А мы тебя сбросили, а село подняли. И страну подняли. Ну зачем они под ногами болтаются.

Власти хочется. Работать не умеют, языком болтают, а власть сдавать не хотят. И работать не хотят. А надо с утра до вечера, и ночь прихвати. Потому что дела много, а времени не хватает. Если бы все работали, то не было бы этого конфуза с финнами. Все было у нас сразу, одного не было, надежного руководства. Надо было готовиться, а они даже лыж не приготовили загодя.

Стрелять таких, так новые появятся. А что делать? Без новых людей не проживешь. Старое не переделаешь, надо на новое опираться.

Что-то меня на философию потянуло, хватит.


15/III-40

Коба говорит, надо активно включать разведчиков в операции по политическому зондажу. Говорит, теперь снова началась эпоха империалистических конфликтов и надо использовать в нашу пользу все противоречия. Вот они уже воюют друг против друга, слабо пока, но пусть это тянется. А мы будем укрепляться. А там посмотрим.

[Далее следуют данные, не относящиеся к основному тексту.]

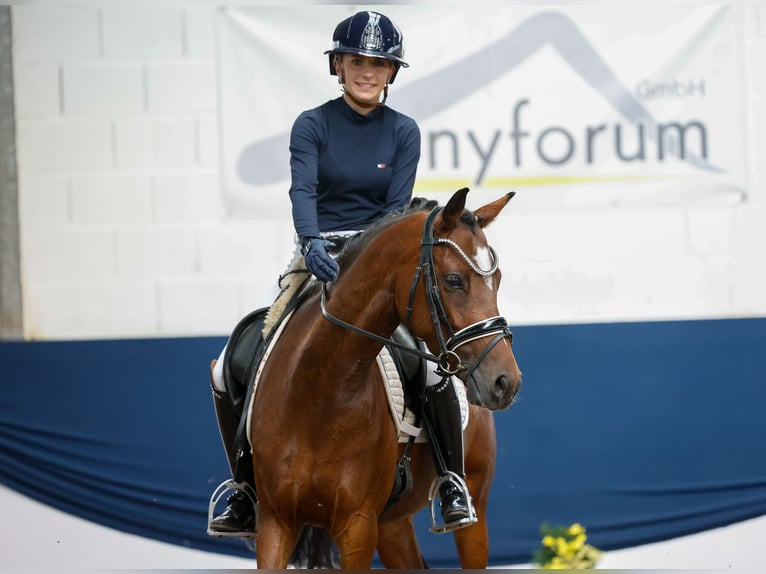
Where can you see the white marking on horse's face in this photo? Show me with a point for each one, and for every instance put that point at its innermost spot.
(483, 260)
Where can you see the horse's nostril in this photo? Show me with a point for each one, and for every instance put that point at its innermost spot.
(501, 385)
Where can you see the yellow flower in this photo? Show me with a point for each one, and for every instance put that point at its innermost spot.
(556, 563)
(563, 548)
(579, 540)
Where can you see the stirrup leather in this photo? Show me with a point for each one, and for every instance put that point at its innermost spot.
(433, 498)
(218, 495)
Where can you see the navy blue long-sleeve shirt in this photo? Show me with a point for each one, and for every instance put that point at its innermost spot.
(348, 169)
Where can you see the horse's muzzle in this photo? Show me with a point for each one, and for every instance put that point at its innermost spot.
(495, 394)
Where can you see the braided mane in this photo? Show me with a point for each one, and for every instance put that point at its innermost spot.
(356, 244)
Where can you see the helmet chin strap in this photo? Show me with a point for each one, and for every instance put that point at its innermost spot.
(359, 102)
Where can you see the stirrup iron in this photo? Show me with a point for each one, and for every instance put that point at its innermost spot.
(223, 489)
(433, 498)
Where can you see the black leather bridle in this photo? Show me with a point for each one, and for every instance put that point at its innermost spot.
(449, 339)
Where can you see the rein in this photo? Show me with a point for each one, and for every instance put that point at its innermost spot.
(497, 326)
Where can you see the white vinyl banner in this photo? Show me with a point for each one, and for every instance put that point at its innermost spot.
(594, 106)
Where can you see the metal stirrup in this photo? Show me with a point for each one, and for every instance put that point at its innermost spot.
(218, 494)
(433, 498)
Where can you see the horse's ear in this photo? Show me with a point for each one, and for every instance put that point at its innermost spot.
(453, 210)
(486, 214)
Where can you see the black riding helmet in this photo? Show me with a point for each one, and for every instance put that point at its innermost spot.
(368, 34)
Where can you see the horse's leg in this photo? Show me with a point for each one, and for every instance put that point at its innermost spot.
(472, 542)
(357, 540)
(398, 545)
(274, 542)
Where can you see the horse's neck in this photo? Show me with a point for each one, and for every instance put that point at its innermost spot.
(367, 304)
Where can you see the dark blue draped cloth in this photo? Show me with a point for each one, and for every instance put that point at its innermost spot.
(639, 431)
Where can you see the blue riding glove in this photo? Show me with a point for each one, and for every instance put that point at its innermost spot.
(318, 261)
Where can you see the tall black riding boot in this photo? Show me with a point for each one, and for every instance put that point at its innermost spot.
(239, 515)
(443, 421)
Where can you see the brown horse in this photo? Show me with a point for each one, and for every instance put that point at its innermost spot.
(325, 447)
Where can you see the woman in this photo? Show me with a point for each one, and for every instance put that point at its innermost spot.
(353, 159)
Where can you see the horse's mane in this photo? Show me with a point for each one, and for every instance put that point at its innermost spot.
(356, 244)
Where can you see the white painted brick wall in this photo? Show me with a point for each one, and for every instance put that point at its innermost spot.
(124, 232)
(120, 88)
(37, 89)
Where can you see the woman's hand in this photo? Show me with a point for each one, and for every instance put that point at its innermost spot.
(318, 261)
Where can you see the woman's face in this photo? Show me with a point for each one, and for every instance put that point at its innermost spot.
(364, 77)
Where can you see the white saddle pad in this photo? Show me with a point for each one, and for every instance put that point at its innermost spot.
(403, 417)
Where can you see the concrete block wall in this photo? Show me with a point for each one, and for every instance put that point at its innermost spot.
(124, 232)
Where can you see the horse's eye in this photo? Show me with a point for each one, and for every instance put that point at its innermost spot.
(453, 281)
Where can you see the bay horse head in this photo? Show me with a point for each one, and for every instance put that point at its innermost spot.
(449, 300)
(458, 287)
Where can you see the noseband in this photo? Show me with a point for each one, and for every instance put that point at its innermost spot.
(448, 361)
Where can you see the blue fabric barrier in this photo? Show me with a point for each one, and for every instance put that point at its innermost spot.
(639, 431)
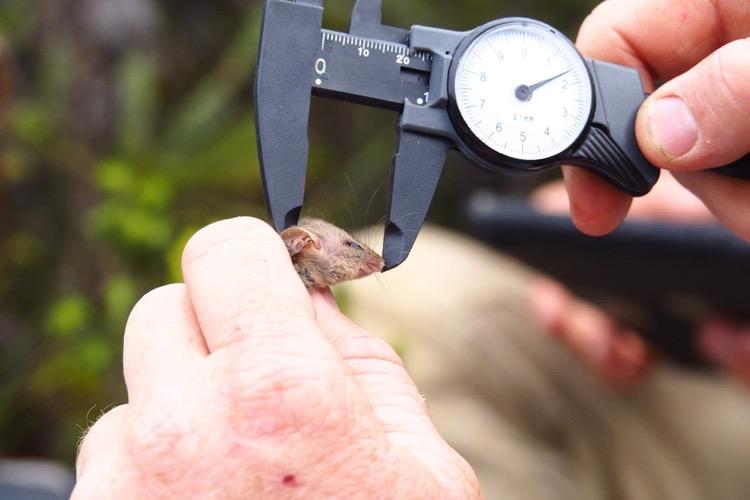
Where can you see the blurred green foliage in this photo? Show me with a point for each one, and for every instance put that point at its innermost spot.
(128, 127)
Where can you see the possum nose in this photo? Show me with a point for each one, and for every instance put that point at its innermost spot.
(374, 264)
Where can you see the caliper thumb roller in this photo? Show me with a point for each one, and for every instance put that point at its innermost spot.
(514, 96)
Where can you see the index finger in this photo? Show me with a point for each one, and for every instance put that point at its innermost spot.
(241, 281)
(662, 38)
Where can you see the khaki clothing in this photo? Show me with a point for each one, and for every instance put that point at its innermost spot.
(532, 421)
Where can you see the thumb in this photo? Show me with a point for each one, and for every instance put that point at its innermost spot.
(700, 119)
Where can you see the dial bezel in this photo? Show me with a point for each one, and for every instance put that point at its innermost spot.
(473, 146)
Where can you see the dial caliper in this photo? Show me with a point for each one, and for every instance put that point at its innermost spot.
(514, 96)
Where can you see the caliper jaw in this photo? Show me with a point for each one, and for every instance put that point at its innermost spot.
(282, 102)
(425, 135)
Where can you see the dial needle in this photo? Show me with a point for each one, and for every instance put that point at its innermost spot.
(526, 92)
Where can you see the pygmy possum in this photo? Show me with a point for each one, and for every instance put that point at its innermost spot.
(324, 255)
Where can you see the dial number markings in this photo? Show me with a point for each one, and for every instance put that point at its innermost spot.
(535, 96)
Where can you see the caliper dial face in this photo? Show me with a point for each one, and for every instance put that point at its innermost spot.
(524, 91)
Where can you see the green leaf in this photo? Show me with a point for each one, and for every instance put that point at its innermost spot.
(68, 316)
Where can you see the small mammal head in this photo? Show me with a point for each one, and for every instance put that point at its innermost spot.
(325, 255)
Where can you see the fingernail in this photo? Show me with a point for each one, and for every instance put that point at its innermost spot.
(672, 127)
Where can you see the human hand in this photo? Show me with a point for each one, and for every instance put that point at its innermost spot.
(243, 385)
(698, 119)
(617, 355)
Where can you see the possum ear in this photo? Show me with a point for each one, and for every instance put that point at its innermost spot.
(298, 239)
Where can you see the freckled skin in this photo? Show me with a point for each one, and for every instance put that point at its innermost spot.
(325, 255)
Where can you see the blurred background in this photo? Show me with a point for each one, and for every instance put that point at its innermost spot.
(126, 125)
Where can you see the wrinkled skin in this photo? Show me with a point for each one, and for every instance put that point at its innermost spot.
(243, 384)
(325, 255)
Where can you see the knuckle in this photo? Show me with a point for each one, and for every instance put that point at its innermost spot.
(280, 398)
(154, 302)
(100, 434)
(226, 232)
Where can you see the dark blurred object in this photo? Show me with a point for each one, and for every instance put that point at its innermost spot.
(660, 279)
(6, 83)
(34, 480)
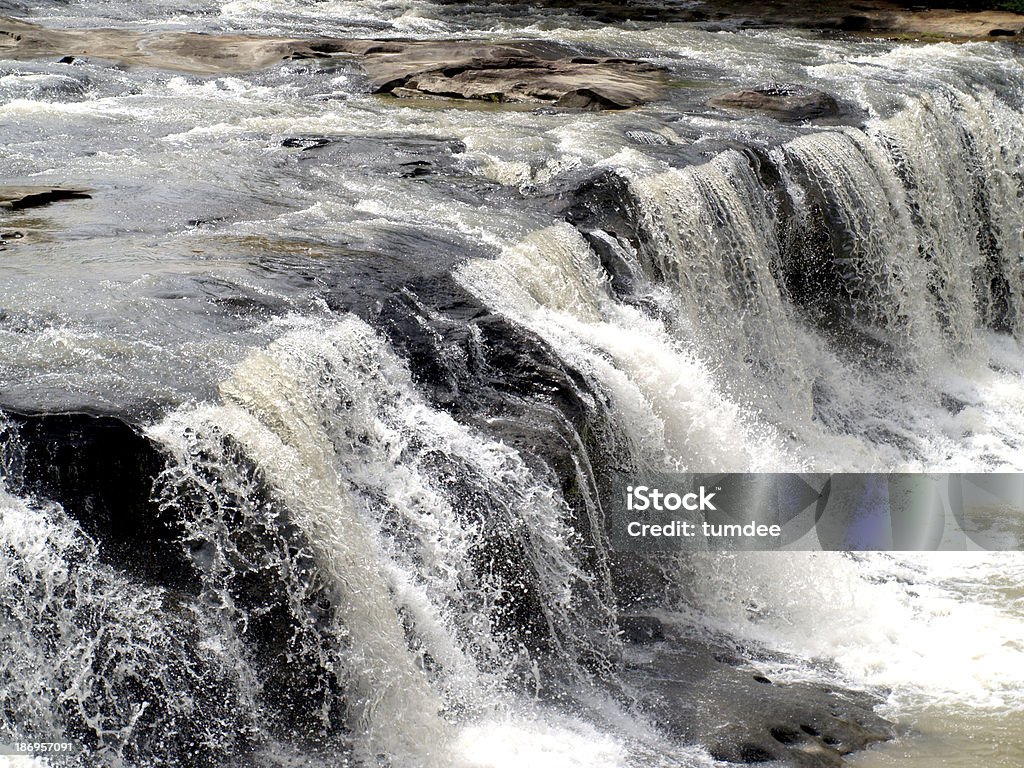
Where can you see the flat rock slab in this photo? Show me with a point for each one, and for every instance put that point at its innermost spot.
(18, 198)
(528, 72)
(885, 17)
(784, 102)
(700, 691)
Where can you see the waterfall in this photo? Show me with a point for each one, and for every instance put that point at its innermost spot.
(384, 508)
(404, 512)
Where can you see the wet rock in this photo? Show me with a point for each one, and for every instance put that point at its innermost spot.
(700, 692)
(782, 101)
(18, 198)
(101, 470)
(530, 72)
(515, 73)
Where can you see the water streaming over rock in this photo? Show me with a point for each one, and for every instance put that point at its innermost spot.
(382, 500)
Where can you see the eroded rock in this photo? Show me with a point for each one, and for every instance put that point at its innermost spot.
(700, 691)
(18, 198)
(529, 72)
(782, 101)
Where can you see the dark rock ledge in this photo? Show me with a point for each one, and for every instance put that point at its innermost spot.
(705, 690)
(528, 72)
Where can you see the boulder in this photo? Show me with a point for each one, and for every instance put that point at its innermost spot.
(782, 101)
(707, 691)
(18, 198)
(528, 72)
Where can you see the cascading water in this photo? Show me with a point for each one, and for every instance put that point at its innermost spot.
(384, 498)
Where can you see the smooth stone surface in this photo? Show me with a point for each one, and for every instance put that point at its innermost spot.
(707, 691)
(18, 198)
(528, 72)
(782, 101)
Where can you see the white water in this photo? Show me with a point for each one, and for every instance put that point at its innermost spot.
(723, 377)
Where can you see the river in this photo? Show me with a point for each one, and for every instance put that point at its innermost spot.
(385, 363)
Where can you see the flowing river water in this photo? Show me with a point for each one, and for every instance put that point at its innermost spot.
(384, 399)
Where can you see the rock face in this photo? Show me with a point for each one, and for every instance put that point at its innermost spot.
(700, 691)
(527, 72)
(18, 198)
(530, 72)
(785, 102)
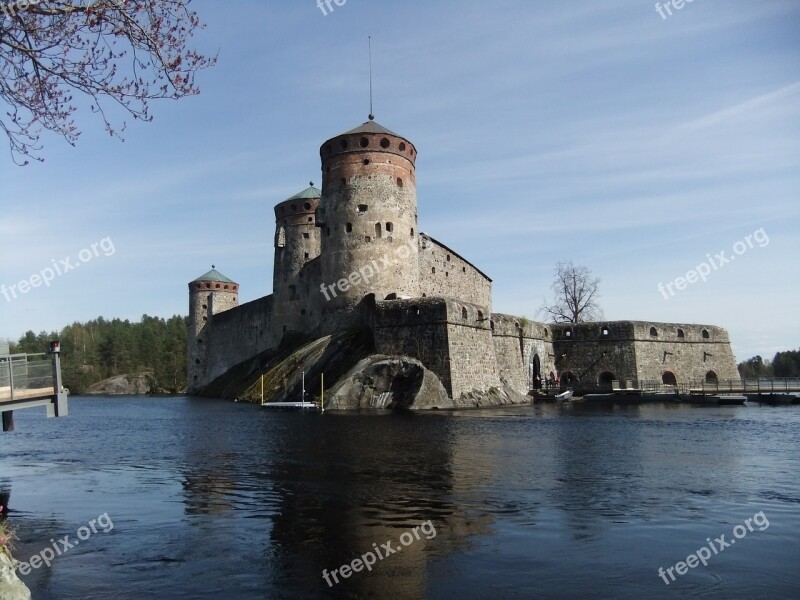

Говорит, что с финнами не получилось, потому что финны долго жили под шведами и научились национальному единству. Поэтому и в революцию не получилось советизировать Финляндию, и сейчас. Ленин пошел на признание независимости Финляндии, а Прибалтике независимость немцы обеспечили штыком. Теперь там марионетки. Они нам улыбаются сквозь зубы, им ближе немцы и англичане. Или американцы.

Потом говорит: «Нам надо подумать о Латвии, Эстонии и Литве. С ними проще, там уже наши войска. Пока трогать не надо, но надо держать руку на пульсе. Говорит, это, Лаврентий, по твоей линии. Мы должны знать, чем они дышат и куда смотрят. Надо не пропустить момент, когда нам надо действовать решительно».

Вздохнул, говорит: «Вот Ильич был мастер. Точно выбрал момент и ударил. А нам наука».

Я напомнил, что они друг с другом шушукаются. Литовцы в Берлин ездили, их военные совещаются[162]. Он говорит: «Я помню. Потому и говорю тебе, следите в оба. Чтобы мы имели точную картину».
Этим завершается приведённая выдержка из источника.